The third quarterly report of the fund shows that the recent preference for several new energy vehicle theme funds is slightly different. Cinda ADB's new energy industry focuses on Li-ion battery module maker Xinwangda and some electronic component manufacturers; Fuguo Zhongxun New Energy Automobile B is a heavy-duty lithium battery, Tianqi Lithium and other lithium battery upstream raw materials Enterprises, while holding a large amount of vehicle production companies such as BYD and Yutong, Penghua Zhongxin New Energy has also invested in TBEA, Tianqi Lithium and BYD, as well as TBEA, China Nuclear Power, etc. Electrical power grid stocks.

Expected air intake

The recently released 2016 and 2017 fuel-fuel credit related policies have attracted attention. In response, Ping An Securities believes that this policy is a continuation of the dual-point policy and it is expected that the new energy automobile industry will usher in rapid growth and maintain the production and sales expectation of 500,000 passenger vehicles in 2017. With the continuous growth of new energy vehicle production, in the long term, the downstream demand for lithium carbonate will be huge, and the power lithium battery will still be in a high growth cycle. It is recommended to pay attention to the opportunities for silicon carbon negative electrode application promotion brought by Model3 mass production, and the increase in cobalt price. The triple-infiltration accelerated the dual-drive of high-nickel ternary materials and their prices have risen.

According to Liang Chao, the chief analyst of Guoxin Automotive, the new energy bus subsidy catalog has been slow to release since the beginning of the year. In the first half of the year, both cash flow and order status in the industry were cold.
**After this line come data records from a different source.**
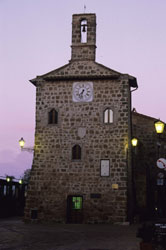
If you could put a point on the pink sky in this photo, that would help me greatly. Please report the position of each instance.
(36, 38)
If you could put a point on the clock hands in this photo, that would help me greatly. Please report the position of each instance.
(81, 94)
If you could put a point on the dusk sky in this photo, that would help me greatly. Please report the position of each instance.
(35, 38)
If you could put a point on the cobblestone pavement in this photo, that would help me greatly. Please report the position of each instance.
(15, 235)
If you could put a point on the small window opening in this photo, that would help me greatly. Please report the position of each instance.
(160, 179)
(108, 116)
(76, 152)
(53, 117)
(76, 202)
(34, 214)
(84, 31)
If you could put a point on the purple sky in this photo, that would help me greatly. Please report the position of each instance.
(36, 38)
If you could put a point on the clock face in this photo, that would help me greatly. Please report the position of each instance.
(105, 167)
(82, 91)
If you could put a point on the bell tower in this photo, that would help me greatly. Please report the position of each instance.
(83, 37)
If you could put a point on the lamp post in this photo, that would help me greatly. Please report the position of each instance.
(160, 201)
(134, 143)
(159, 127)
(22, 143)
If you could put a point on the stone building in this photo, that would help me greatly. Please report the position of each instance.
(149, 180)
(81, 169)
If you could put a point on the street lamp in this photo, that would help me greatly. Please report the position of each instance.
(134, 142)
(22, 143)
(159, 126)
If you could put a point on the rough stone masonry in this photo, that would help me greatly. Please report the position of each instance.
(81, 167)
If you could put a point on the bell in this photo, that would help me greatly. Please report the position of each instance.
(83, 28)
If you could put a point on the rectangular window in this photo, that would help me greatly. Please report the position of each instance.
(76, 202)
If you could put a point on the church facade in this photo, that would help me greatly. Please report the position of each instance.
(81, 170)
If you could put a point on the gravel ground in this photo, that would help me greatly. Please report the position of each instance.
(16, 235)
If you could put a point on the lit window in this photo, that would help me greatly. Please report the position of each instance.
(53, 117)
(76, 152)
(108, 116)
(76, 202)
(84, 31)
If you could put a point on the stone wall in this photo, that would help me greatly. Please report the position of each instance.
(144, 163)
(55, 175)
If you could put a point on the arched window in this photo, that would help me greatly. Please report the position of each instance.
(84, 31)
(108, 115)
(53, 117)
(76, 152)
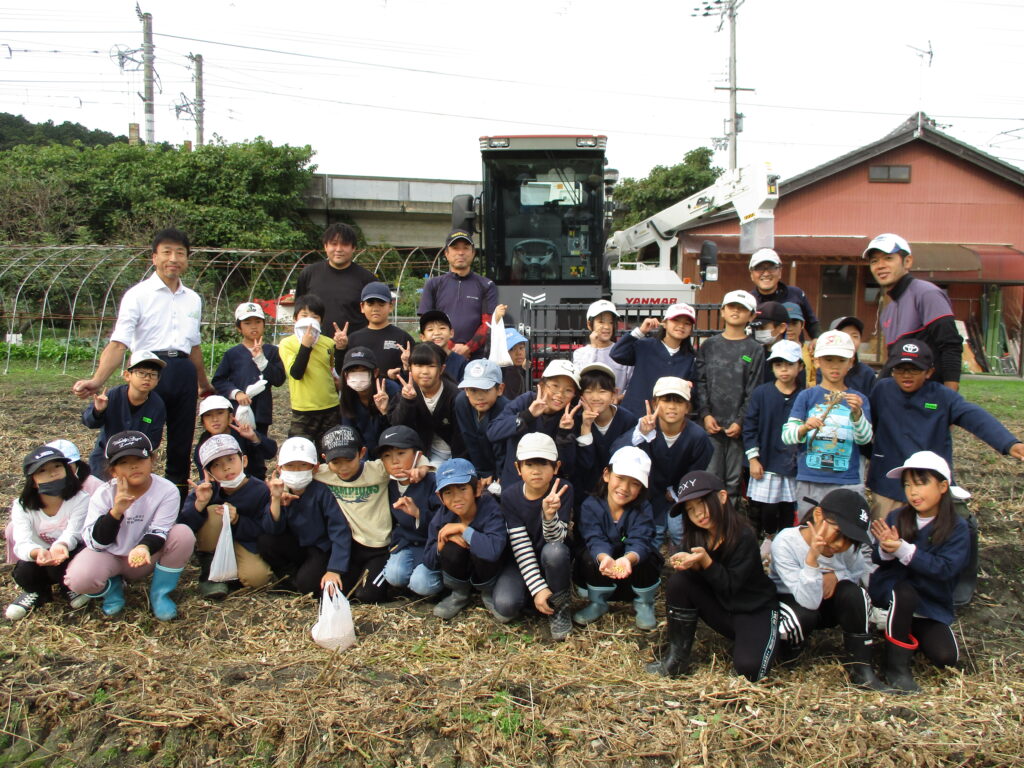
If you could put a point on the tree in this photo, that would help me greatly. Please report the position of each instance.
(638, 199)
(226, 196)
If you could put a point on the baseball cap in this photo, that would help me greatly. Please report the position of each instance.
(480, 375)
(770, 311)
(125, 443)
(38, 457)
(454, 472)
(144, 355)
(359, 356)
(341, 442)
(537, 445)
(887, 243)
(934, 462)
(513, 337)
(247, 310)
(679, 309)
(631, 462)
(849, 510)
(601, 305)
(762, 256)
(694, 485)
(835, 342)
(743, 298)
(297, 450)
(794, 310)
(216, 446)
(399, 436)
(561, 368)
(915, 352)
(434, 315)
(214, 402)
(376, 291)
(458, 235)
(845, 321)
(69, 449)
(672, 385)
(785, 350)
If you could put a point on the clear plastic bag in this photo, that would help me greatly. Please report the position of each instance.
(224, 567)
(334, 629)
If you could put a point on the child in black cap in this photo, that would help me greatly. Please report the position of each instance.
(817, 569)
(718, 578)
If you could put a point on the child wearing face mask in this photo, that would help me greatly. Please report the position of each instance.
(366, 394)
(47, 519)
(308, 358)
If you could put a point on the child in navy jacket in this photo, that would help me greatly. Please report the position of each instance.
(249, 361)
(133, 406)
(670, 353)
(920, 550)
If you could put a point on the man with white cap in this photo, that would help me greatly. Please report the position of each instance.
(916, 308)
(766, 272)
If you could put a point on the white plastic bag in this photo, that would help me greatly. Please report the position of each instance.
(244, 414)
(334, 630)
(224, 567)
(499, 344)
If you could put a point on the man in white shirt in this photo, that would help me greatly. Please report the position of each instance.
(162, 315)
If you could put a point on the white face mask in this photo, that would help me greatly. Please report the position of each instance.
(358, 380)
(297, 480)
(231, 484)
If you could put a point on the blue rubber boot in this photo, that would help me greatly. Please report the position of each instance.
(164, 582)
(114, 596)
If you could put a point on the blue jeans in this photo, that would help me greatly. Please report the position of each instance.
(401, 571)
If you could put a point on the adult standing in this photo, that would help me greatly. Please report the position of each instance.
(337, 280)
(766, 274)
(468, 299)
(162, 315)
(916, 308)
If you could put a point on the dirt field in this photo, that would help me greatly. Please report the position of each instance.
(242, 684)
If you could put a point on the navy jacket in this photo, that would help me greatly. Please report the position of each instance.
(515, 421)
(650, 361)
(118, 417)
(251, 501)
(315, 520)
(766, 414)
(634, 531)
(237, 371)
(905, 424)
(409, 531)
(692, 450)
(257, 453)
(487, 456)
(933, 570)
(487, 537)
(591, 460)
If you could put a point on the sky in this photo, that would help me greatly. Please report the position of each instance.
(406, 87)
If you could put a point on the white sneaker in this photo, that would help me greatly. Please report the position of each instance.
(23, 605)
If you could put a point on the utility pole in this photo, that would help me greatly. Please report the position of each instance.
(147, 74)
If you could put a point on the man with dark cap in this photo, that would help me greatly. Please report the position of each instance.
(468, 299)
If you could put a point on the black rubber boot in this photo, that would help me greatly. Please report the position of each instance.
(898, 658)
(682, 628)
(858, 663)
(968, 580)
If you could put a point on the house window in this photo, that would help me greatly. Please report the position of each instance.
(891, 173)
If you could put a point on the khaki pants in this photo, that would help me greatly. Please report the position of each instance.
(252, 570)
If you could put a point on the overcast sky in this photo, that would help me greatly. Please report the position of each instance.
(404, 87)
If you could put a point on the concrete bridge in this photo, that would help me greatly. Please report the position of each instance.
(404, 212)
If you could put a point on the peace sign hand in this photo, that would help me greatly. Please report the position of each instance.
(553, 501)
(568, 418)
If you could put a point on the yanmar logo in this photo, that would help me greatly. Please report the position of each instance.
(648, 300)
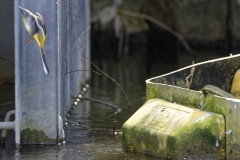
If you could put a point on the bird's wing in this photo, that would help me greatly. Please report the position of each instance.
(41, 22)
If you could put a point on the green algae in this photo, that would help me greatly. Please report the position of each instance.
(206, 135)
(34, 136)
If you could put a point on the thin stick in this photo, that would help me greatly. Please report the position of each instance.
(98, 101)
(81, 70)
(6, 80)
(113, 81)
(161, 24)
(76, 124)
(6, 104)
(7, 60)
(190, 75)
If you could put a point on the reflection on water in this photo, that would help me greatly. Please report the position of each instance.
(96, 139)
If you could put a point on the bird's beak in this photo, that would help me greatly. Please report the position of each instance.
(20, 7)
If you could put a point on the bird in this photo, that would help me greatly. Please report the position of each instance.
(34, 24)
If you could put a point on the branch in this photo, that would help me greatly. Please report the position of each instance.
(100, 102)
(161, 24)
(81, 70)
(113, 81)
(6, 104)
(7, 60)
(76, 124)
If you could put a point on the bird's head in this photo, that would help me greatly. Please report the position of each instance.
(25, 12)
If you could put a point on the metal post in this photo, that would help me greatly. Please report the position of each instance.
(42, 99)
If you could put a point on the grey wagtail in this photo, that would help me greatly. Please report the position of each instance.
(36, 28)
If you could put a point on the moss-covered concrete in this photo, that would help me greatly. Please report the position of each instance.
(190, 98)
(35, 137)
(170, 130)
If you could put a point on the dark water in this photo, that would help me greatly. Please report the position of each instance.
(96, 139)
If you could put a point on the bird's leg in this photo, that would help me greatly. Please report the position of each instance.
(29, 40)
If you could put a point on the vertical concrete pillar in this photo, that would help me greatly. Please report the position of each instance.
(41, 98)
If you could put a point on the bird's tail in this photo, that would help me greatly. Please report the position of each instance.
(44, 62)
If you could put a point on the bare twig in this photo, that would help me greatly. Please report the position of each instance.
(190, 75)
(129, 106)
(7, 60)
(161, 24)
(76, 124)
(100, 102)
(81, 70)
(6, 104)
(6, 80)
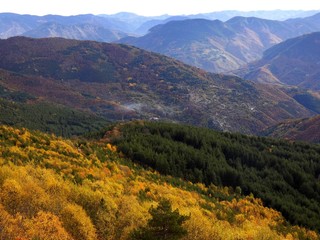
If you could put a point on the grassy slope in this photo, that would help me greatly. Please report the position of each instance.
(55, 188)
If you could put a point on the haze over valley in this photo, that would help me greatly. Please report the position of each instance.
(149, 120)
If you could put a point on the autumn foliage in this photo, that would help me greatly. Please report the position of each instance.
(54, 188)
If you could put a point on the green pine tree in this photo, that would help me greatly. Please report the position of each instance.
(165, 224)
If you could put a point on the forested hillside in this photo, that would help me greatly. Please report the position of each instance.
(285, 175)
(120, 82)
(54, 188)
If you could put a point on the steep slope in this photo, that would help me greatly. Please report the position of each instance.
(220, 46)
(284, 174)
(297, 130)
(122, 82)
(294, 62)
(24, 110)
(77, 31)
(54, 188)
(88, 27)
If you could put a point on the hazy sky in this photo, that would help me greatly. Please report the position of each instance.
(149, 7)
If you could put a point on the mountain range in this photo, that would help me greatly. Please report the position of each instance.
(296, 130)
(89, 27)
(122, 82)
(218, 46)
(293, 62)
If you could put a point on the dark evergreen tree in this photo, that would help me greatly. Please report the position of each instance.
(165, 224)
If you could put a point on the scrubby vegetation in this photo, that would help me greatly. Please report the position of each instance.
(55, 188)
(48, 117)
(285, 175)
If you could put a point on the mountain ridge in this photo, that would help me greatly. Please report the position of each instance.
(123, 82)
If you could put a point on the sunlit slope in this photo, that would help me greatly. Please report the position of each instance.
(54, 188)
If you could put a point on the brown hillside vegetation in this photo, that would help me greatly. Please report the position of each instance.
(300, 130)
(54, 188)
(122, 82)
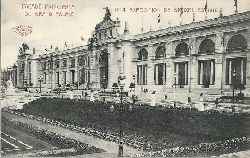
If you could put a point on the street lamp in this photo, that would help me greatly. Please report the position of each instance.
(40, 79)
(234, 82)
(132, 86)
(175, 75)
(104, 86)
(121, 82)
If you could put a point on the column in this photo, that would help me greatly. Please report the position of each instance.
(150, 70)
(169, 65)
(220, 62)
(112, 65)
(129, 67)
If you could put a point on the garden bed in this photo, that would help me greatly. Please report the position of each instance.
(149, 128)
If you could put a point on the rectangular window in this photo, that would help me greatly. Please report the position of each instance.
(82, 76)
(181, 69)
(72, 62)
(72, 76)
(142, 74)
(239, 66)
(64, 63)
(160, 74)
(81, 60)
(206, 72)
(57, 78)
(64, 77)
(50, 65)
(57, 63)
(44, 78)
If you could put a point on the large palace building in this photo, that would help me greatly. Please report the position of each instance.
(209, 57)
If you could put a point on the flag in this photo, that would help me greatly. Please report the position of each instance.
(235, 3)
(221, 14)
(181, 11)
(159, 18)
(142, 24)
(169, 23)
(205, 6)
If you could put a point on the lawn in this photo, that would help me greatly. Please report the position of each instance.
(157, 127)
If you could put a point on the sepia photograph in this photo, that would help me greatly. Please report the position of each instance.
(134, 78)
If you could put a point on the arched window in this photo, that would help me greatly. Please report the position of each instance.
(160, 52)
(143, 54)
(181, 49)
(206, 46)
(236, 43)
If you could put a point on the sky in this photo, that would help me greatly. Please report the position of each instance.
(83, 15)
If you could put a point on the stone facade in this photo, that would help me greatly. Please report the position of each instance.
(201, 57)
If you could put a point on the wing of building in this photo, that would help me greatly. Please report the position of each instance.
(208, 57)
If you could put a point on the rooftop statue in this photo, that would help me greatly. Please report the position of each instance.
(107, 14)
(9, 85)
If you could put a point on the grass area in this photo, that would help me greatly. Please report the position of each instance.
(156, 127)
(47, 140)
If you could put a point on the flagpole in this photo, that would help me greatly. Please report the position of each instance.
(181, 15)
(142, 24)
(236, 6)
(206, 10)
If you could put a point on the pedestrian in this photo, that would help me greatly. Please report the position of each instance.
(92, 99)
(216, 102)
(153, 99)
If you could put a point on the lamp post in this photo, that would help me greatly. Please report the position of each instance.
(234, 82)
(40, 79)
(121, 82)
(104, 86)
(175, 74)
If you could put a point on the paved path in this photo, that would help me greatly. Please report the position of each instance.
(109, 147)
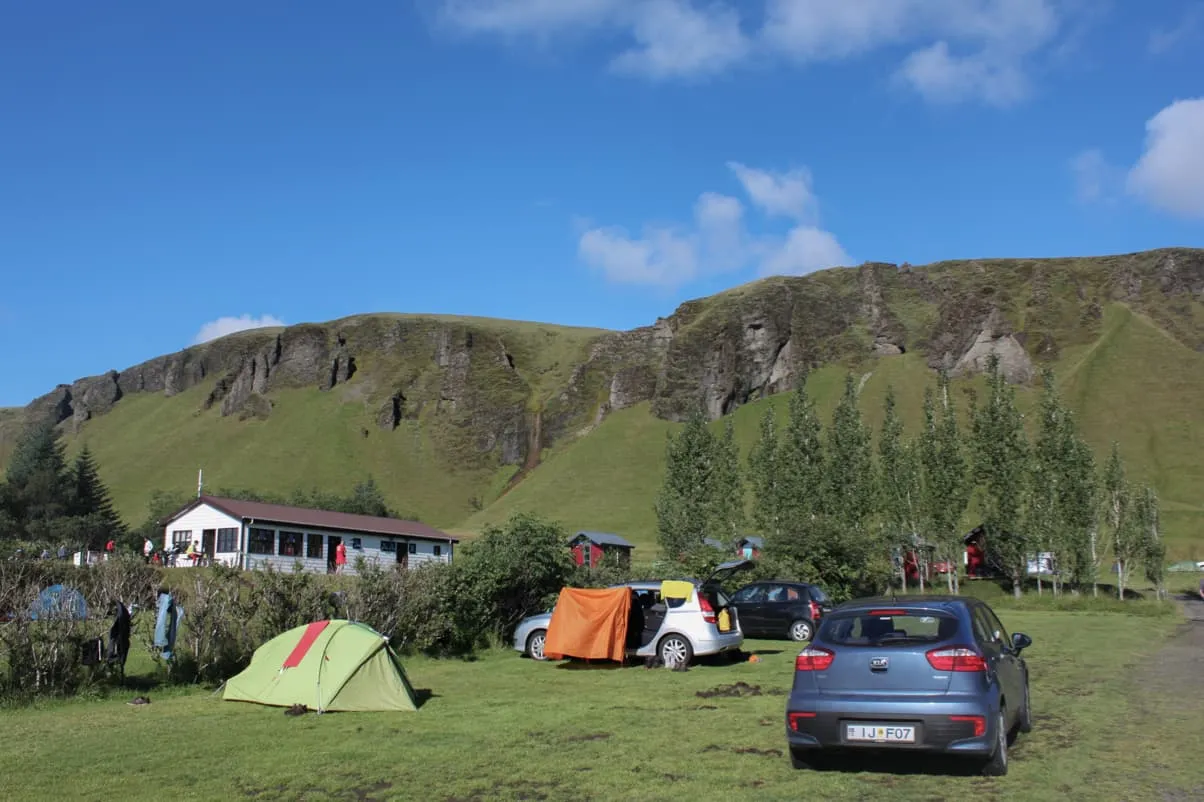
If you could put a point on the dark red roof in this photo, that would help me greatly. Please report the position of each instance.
(258, 511)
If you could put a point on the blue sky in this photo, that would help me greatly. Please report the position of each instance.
(170, 171)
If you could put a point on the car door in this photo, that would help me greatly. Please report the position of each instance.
(749, 603)
(783, 606)
(999, 656)
(1011, 665)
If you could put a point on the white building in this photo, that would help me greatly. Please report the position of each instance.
(252, 534)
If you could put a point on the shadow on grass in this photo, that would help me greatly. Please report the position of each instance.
(895, 762)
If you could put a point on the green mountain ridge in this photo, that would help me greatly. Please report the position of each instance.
(462, 420)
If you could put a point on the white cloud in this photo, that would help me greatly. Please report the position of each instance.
(223, 326)
(804, 251)
(677, 40)
(1170, 172)
(960, 49)
(940, 76)
(660, 257)
(1163, 40)
(718, 241)
(786, 194)
(1091, 175)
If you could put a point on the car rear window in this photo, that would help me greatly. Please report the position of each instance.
(884, 627)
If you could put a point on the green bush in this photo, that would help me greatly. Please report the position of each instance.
(45, 658)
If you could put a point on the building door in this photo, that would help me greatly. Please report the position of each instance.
(331, 552)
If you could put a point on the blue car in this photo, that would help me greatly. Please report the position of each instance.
(922, 673)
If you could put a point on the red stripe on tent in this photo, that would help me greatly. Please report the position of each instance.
(302, 648)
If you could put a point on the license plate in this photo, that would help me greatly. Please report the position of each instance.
(879, 733)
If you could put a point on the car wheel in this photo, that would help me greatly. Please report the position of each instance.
(535, 644)
(997, 765)
(801, 630)
(1025, 723)
(674, 650)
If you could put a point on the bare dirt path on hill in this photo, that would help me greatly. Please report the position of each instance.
(1170, 686)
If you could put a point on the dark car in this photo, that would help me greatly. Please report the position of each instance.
(925, 673)
(780, 609)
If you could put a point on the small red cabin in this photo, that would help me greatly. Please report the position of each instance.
(590, 548)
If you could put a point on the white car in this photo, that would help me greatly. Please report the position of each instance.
(676, 632)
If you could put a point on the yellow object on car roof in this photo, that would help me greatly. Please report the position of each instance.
(677, 589)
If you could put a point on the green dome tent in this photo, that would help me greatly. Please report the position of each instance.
(334, 665)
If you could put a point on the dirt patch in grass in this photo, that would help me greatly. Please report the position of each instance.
(1172, 686)
(745, 750)
(735, 690)
(588, 736)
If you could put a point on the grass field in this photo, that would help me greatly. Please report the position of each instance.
(503, 727)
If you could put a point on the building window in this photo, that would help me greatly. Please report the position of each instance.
(260, 541)
(228, 541)
(290, 544)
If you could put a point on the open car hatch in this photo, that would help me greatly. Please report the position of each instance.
(724, 571)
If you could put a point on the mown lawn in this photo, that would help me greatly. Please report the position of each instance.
(503, 727)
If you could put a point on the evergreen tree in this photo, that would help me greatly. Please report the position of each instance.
(802, 481)
(850, 471)
(765, 476)
(899, 485)
(946, 484)
(1001, 463)
(683, 507)
(1044, 518)
(1154, 550)
(90, 506)
(1123, 526)
(1079, 509)
(726, 502)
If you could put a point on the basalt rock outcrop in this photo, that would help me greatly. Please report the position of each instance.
(488, 393)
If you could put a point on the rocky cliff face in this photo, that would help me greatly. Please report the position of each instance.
(482, 388)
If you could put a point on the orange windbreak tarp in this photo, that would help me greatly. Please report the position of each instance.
(590, 624)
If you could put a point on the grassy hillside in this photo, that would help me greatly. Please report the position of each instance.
(609, 479)
(464, 420)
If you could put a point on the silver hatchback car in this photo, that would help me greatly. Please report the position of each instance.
(676, 632)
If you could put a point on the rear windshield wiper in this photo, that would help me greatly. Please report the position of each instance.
(909, 638)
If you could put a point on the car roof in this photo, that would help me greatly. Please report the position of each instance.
(908, 601)
(789, 583)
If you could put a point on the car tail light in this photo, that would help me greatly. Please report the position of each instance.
(814, 659)
(956, 659)
(979, 723)
(797, 718)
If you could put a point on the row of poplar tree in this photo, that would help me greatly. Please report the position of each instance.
(46, 499)
(840, 508)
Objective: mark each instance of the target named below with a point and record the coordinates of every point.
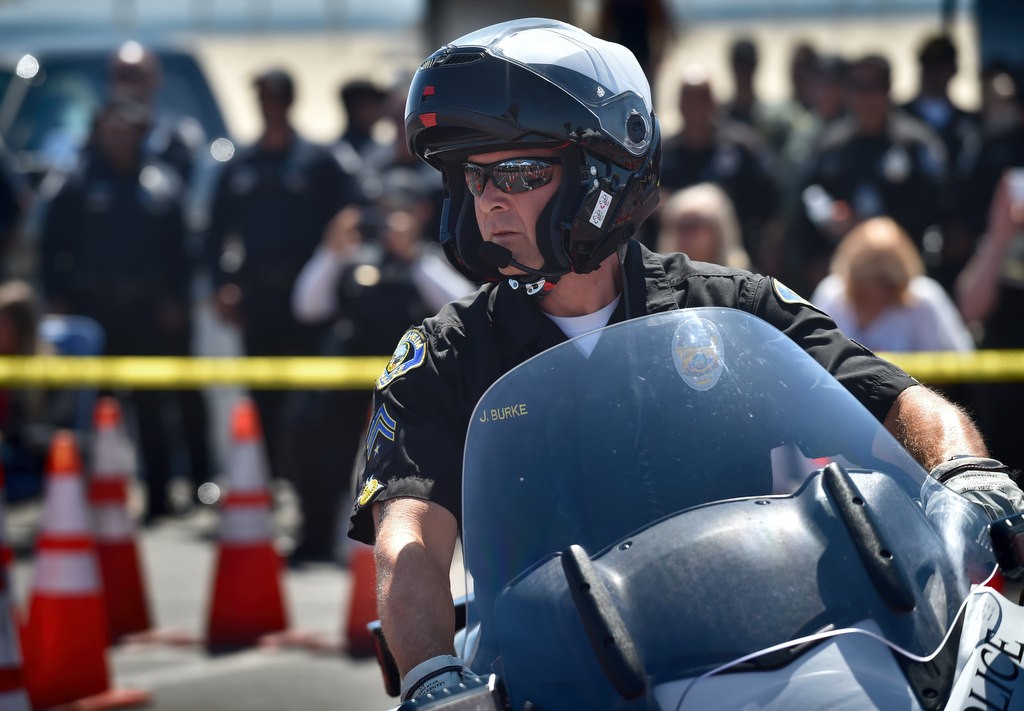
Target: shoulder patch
(787, 295)
(409, 354)
(370, 491)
In the second half of the year, the subsidy list will be adjusted. In 2018, industry subsidies will not fall back and the industry cost will drop in 2017, which will drive the steady growth of EPS in the industry. At present, it is still a good time to lay out new energy buses. It is recommended that mid- and long-term attention should be paid to lithium-ion, high-end lithium-electric equipment manufacturers, and leading vehicle manufacturers at both ends of the industrial chain.

Feng Mingyuan, manager of Cinda New Energy Industrial Fund, reminded investors that this year's market style has the characteristics of a shocking market and a structural bull market, and the growth of new energy vehicles and other sectors is relatively large. The field of new energy vehicles is still in the early stages of development. There are many entrants and the industry is fiercely competitive. It requires more careful screening of investment targets.

Li Wenjing, an open-source securities analyst, pointed out that the policy supports the continued healthy development of the new energy auto industry and long-term optimistic about the new energy auto industrial chain. In the short term, the fourth quarter is the peak season for new energy vehicles. Judging from the fourth quarter, the production and sales volume will increase significantly in the fourth quarter. It is recommended to pay attention to the lithium upstream raw material companies with outstanding resource advantages, and have the advantage of scale, high technical threshold and enter the supply chain of new energy passenger vehicles, and leading auto manufacturers with competitive advantages.